Kedatangan Agama Islam
Setelah dua tahun kemelut berjalan, utusan Raja Gowa (Sulawesi Selatan) terdiri dari para mubaliq Islam tiba di Sape, Bima 1028 H (1617 M). Pada malam harinya, mereka menemui Ruma Bumi Jara (penguasa di Sape) untuk menyampaikan bahwa mereka ingin memberi bingkisan pada Mangku Bumi atau Tureli Nggampo. Utusan belum mengetahui sebelumnya bahwa Mangku Bumi telah meninggal dunia. Para utusan tersebut selanjutnya diajak oleh Ruma Bumi Jara menemui adik kandung Mangku Bumi , Rato Waro Bewi. Saat utusan datang, La Mbila bertugas menjaga keselamatan La Kai dalam persembunyian di Desa Kalodu. Bingkisan Ci’lo (piring emas) diserahkan kepada Rato Waro Bewi, sedangkan kain Bugis dan keris untuk La Mbila (putra dari Rato Waro Bewi). Surat dari Daeng Malabo dibaca bersama dan ajakan yang termuat dalam surat tersebut dapat diterima. Kejadian ini mengingatkan kepada perjanjian antara Raja Ma Ntau Asi Sawo dengan Sultan Gowa yang menyatakan kesediaannya menerima agama Islam dengan kata lain pernyataan itu baru dapat direalisasi oleh generasi selanjutnya. Nampaknya para pejabat Hadat terutama Bumi Jara Sape bersama Bumi Paroko termasuk kelompok yang menentang Raja Ma Ntau Asi Peka secara diam-diam. Mereka saling berhubungan satu dengan lainnya dalam melindungi putera La Kai yang disembunyikan di Desa Kalodu. Mereka merencanakan untuk menobatkan putera La Kai sebagai Jena Teke. Rencana itu menjadi lebih matang bertepatan dengan kedatangan utusan Sultan Gowa. Melalui utusan mereka meminta suaka politik dan bantuan militer dari Sultan Gowa. Di desa Kalodu empat bersaudara keturunan raja, yakni putera La Kai Ruma Ma Bata Wadu, La Mbila, Bumi Jara Sape dan Manuru Bata bersumpah setia yang dikenal dengan “Sumpah Darah Daging”. Pada tanggal 15 rabiul awal 1030 H (1620 M) keempat keturunan Raja Bima masuk Islam di Sape. Pengucapan 2 kalimat syahadat diikuti pula oleh para pengikut dan pengawal setia. Saat itu empat keturunan Raja Bima menyesuaikan namanya menurut Islam, masing-masing :
1). Putera La Kai = Abdul Kahir, Ruma Ma Bata Wadu
2). La Mbila = Jalaluddin
3). Bumi Jara Sape = Awaluddin
4). Manuru Bata = Sirajuddin
Dalam perjalanan kembali ke Desa Kalodu, di Raba Parapi Desa Parangina, Sape, mereka mengucapkan sumpah antara keempat keturunan raja dengan para pengikut dan pengawal setia yang telah memeluk agama Islam. Dengan didahului menyebut nama Allah dan Rasulullah mereka bersumpah :
1). Memperkokoh kesetiaan kepada putera mahkota Abdul Kahir.
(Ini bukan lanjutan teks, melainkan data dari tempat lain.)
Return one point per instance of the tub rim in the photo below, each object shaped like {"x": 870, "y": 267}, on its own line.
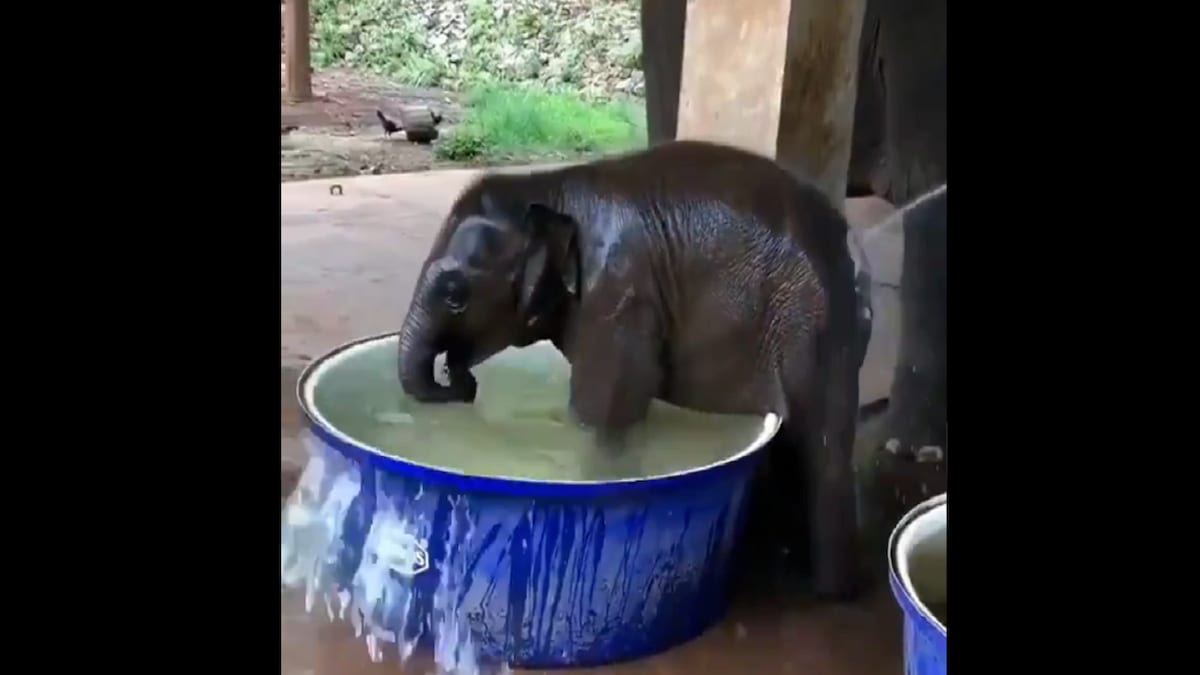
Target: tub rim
{"x": 511, "y": 485}
{"x": 903, "y": 587}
2). Seorang dari mereka tidak boleh tunduk kepada perintah orang lain termasuk Raja Ma Ntau Asi Peka.
3). Anak cucu mereka terikat dengan sumpah.
4). Jika ada yang melanggar sumpah sama halnya dengan minum racun.
Dari Raba, keempat keturunan raja bersama empat gurunya diiringi para pengikutnya melanjutkan perjalanan ke Desa Kalodu melalui Desa Sari. Di sana para mubaliq mengajak penduduk desa untuk masuk Islam. Untuk menghimpun jamaah serta memperingati kejadian bersejarah itu di Desa Kalodu didirikan masjid. Masjid itu dibangun berbentuk segi empat, tiada bermihrab serta bertiang delapan dengan persegi delapan pula.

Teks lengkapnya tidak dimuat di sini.